On 4/7/09, Michael Helmeste <mhelmest@uvic.ca> wrote:
Hi all, One of the duties of my current place of employ is reorganizing the network. We have a few Catalyst 6500 series L3 switches, but currently do all packet filtering (and some routing) using a software based firewall. Don't ask me, I didn't design it :)
Current security requirements are only based on TCP and non-stateful UDP src/dst net/port filtering, and so my suggestion was to use ACLs applied on the routed interface of each VLAN. There was some talk of using another software based firewall or a Cisco FWSM card to filter traffic at the border, mostly for management concerns. We expect full 1 gig traffic levels today, and 10 gig traffic levels in the future.
I view ACLs as being a cheap, easy to administrate solution that scales with upgrades to new interface line speeds, where a full stateful firewall isn't necessary. However, I wanted to get other opinions of what packet filtering solutions people use in the border and in the core, and why.
ACLs are a cheap solution; ease of administration depends on your scale in terms of number of entries. Keep in mind that depending on your hardware platform, using ACLs can run into unexpected limitations.
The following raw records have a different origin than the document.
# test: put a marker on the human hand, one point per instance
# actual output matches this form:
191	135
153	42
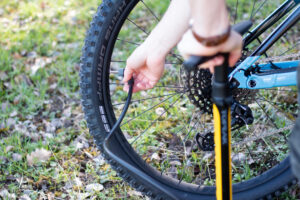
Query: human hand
190	46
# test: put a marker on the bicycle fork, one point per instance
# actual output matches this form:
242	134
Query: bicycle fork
222	99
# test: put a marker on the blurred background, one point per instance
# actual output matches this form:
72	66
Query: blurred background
45	149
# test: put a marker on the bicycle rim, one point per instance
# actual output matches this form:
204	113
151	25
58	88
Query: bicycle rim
162	123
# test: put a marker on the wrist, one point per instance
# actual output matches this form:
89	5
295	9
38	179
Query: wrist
213	40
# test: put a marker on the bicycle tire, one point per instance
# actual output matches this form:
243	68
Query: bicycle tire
97	106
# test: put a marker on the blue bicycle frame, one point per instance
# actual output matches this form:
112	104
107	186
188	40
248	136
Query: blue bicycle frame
251	76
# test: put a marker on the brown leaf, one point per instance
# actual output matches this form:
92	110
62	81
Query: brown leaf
39	155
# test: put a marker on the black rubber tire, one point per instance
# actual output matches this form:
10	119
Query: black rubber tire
99	115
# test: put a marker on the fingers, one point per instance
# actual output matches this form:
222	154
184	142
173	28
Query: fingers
128	73
234	57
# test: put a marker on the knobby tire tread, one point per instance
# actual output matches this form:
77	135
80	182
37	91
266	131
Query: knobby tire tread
96	129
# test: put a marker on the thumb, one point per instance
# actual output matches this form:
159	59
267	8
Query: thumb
127	74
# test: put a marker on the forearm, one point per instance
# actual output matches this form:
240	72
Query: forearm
172	26
210	18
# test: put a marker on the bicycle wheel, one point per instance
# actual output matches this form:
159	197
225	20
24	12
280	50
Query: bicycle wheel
158	134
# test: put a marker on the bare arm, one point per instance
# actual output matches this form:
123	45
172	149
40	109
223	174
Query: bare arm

If you're considering doing this on the 6500 platform, read up on TCAM limitations and L4Op/LOU operator limits: http://www.cisco.com/en/US/products/hw/switches/ps708/products_white_paper09... It can be a very rude awakening when you add one more seemingly innocuous ilne to your ACL, and discover the entire thing has suddenly gone into software switched mode. With that caveat aside, there are many large sites that do make use of ACLs as part of their security repetoire. It's definitely something to consider, just be aware of your hardware platform's limitations before diving in headfirst. Matt
What's out there, and why do you guys use it? How do you feel about the scalability, performance, security, and manageability of your solution? What kind of traffic levels do you put through it?